Additionally, previous studies reported that in some cases, MAA might not be effective in managing OSA, or even aggravate the condition of OSA [26, 27]. Given this, it is not surprising that a few cases in our sample showed an increase in the A-type JCMA index. Furthermore, it could be hypothesized that MAA responders may show a higher reduction in the JCMA index than non-responders in individuals with OSA. Similar to A-type, the U-type JCMA index also displayed an increase in several cases with MAA in situ, suggesting that MAA may increase the frequency of JCMA, even in individuals without OSA. This has also been reported in previous studies [28, 29].

Although this study was performed in participants with OSA and not in a population with comorbid sleep bruxism, based on our results and considering the fact that RMMA is a common muscle activity observed in both OSA and healthy individuals [30], we hypothesize that only RMMAs that occur after AHEs in relation to arousals would be improved by MAA therapy in individuals with OSA. Also, the proportion of respiratory arousal-related A-type RMMAs may be able to predict the efficacy of MAA on reducing the comorbid sleep bruxism in individuals with OSA. Future studies are needed to verify these hypotheses in individuals with both OSA and sleep bruxism.

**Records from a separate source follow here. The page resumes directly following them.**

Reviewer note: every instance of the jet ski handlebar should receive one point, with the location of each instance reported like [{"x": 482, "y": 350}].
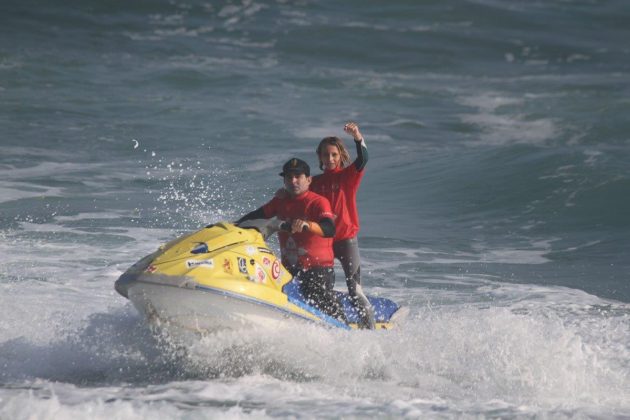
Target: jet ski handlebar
[{"x": 266, "y": 227}]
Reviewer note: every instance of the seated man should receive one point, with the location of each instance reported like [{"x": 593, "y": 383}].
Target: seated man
[{"x": 307, "y": 248}]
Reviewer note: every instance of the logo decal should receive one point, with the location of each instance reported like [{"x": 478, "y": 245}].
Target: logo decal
[
  {"x": 275, "y": 270},
  {"x": 261, "y": 276},
  {"x": 242, "y": 265},
  {"x": 200, "y": 248},
  {"x": 227, "y": 266},
  {"x": 200, "y": 263}
]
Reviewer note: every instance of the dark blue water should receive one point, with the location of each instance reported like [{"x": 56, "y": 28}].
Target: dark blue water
[{"x": 495, "y": 203}]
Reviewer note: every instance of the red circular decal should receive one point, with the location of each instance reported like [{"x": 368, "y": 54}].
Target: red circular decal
[{"x": 275, "y": 269}]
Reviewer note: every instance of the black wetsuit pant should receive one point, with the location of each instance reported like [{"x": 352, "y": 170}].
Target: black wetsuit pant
[
  {"x": 347, "y": 252},
  {"x": 316, "y": 285}
]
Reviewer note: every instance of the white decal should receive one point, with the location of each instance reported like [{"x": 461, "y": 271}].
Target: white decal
[{"x": 200, "y": 263}]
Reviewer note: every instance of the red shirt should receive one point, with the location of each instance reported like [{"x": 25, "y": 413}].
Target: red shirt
[
  {"x": 303, "y": 249},
  {"x": 340, "y": 187}
]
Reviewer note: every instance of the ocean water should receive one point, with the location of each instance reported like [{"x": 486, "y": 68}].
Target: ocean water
[{"x": 496, "y": 202}]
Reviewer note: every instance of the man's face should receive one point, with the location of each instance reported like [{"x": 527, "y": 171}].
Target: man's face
[{"x": 296, "y": 184}]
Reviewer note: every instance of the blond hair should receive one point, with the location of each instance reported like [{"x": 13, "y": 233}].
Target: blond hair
[{"x": 333, "y": 141}]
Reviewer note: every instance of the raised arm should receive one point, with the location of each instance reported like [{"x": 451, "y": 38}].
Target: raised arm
[{"x": 362, "y": 156}]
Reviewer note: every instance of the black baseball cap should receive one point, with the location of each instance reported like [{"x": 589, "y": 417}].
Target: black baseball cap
[{"x": 296, "y": 166}]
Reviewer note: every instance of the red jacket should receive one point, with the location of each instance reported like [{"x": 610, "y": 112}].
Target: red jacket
[
  {"x": 340, "y": 187},
  {"x": 303, "y": 249}
]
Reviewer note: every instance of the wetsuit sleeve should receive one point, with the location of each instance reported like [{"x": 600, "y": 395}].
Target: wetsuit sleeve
[
  {"x": 362, "y": 155},
  {"x": 259, "y": 213},
  {"x": 327, "y": 226}
]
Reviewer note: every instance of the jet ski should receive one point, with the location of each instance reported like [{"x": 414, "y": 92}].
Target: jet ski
[{"x": 226, "y": 277}]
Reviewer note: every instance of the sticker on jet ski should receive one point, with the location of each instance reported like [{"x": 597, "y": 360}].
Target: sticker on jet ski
[
  {"x": 275, "y": 270},
  {"x": 200, "y": 263},
  {"x": 242, "y": 265},
  {"x": 261, "y": 276},
  {"x": 227, "y": 266}
]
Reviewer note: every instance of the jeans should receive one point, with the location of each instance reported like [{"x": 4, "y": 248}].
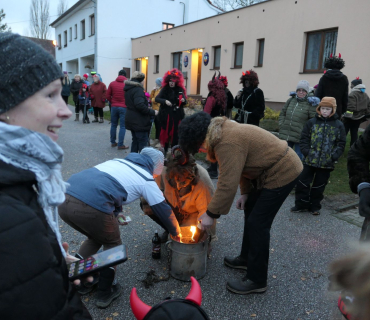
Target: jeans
[
  {"x": 310, "y": 197},
  {"x": 296, "y": 148},
  {"x": 139, "y": 140},
  {"x": 259, "y": 213},
  {"x": 117, "y": 113},
  {"x": 352, "y": 126}
]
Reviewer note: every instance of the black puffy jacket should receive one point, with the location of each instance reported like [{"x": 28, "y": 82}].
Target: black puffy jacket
[
  {"x": 34, "y": 281},
  {"x": 138, "y": 113}
]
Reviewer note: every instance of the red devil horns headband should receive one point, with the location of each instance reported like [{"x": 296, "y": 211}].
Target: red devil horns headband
[{"x": 140, "y": 309}]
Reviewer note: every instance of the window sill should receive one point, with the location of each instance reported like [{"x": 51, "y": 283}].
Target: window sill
[{"x": 311, "y": 72}]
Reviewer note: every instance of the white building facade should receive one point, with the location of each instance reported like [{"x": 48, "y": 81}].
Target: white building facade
[{"x": 96, "y": 35}]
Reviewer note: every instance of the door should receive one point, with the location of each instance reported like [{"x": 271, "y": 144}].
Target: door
[{"x": 199, "y": 75}]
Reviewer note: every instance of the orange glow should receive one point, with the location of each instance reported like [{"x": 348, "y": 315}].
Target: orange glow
[{"x": 193, "y": 229}]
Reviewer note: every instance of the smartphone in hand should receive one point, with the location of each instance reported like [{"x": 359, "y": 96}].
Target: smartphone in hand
[{"x": 85, "y": 267}]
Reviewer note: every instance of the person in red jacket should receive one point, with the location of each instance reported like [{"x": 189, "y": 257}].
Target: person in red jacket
[
  {"x": 116, "y": 97},
  {"x": 98, "y": 92}
]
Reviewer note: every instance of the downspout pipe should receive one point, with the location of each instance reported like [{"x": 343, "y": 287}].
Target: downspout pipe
[{"x": 183, "y": 15}]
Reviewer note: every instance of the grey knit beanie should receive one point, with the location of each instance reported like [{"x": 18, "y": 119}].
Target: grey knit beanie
[
  {"x": 157, "y": 158},
  {"x": 138, "y": 76},
  {"x": 303, "y": 84},
  {"x": 25, "y": 68}
]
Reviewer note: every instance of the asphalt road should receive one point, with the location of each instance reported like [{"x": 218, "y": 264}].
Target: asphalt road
[{"x": 302, "y": 246}]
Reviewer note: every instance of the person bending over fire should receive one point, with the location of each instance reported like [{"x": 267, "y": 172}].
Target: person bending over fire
[{"x": 187, "y": 188}]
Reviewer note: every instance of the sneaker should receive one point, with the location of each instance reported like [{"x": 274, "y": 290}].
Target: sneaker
[
  {"x": 122, "y": 147},
  {"x": 236, "y": 263},
  {"x": 213, "y": 175},
  {"x": 296, "y": 209},
  {"x": 245, "y": 286},
  {"x": 106, "y": 297}
]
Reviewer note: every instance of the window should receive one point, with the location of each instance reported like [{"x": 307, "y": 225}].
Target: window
[
  {"x": 156, "y": 64},
  {"x": 238, "y": 59},
  {"x": 82, "y": 29},
  {"x": 166, "y": 26},
  {"x": 92, "y": 25},
  {"x": 261, "y": 49},
  {"x": 216, "y": 57},
  {"x": 177, "y": 60},
  {"x": 319, "y": 45},
  {"x": 137, "y": 65}
]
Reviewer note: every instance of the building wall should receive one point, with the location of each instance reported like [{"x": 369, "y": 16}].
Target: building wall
[
  {"x": 78, "y": 52},
  {"x": 283, "y": 24},
  {"x": 120, "y": 21}
]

Although this study provides new findings on the relationship between JCMA and AHE, several limitations should be noted. First, we did not perform an a priori sample size calculation. However, based on the post hoc power analysis, a sample of 11 would be enough to detect the difference in the A-type JCMA index with MAA therapy. Thus, the significant reduction of A-type JCMA with MAA in situ found in this study is considered reliable. Second, the time span setting for scoring sequences was based on limited and indirect evidence. A specifically designed study is needed to define a solid evidence-based time span at which JCMA or RMMA and AHE can be considered being related.

Conclusion

This study showed that effective mandibular advancement appliance therapy in individuals with obstructive sleep apnea reduces only the jaw-closing muscle activities that occur after respiratory events with arousals; not those that occurred after AHEs in relation to non-respiratory arousals, nor those that occurred before AHEs, during AHEs, or were time-unrelated to AHEs. These results suggest that mandibular advancement appliances can relieve jaw-closing muscle activities that are secondary to OSA, and that the efficacy may vary at the level of individual patients depending on the distribution of jaw-closing muscle activities that occur after respiratory events.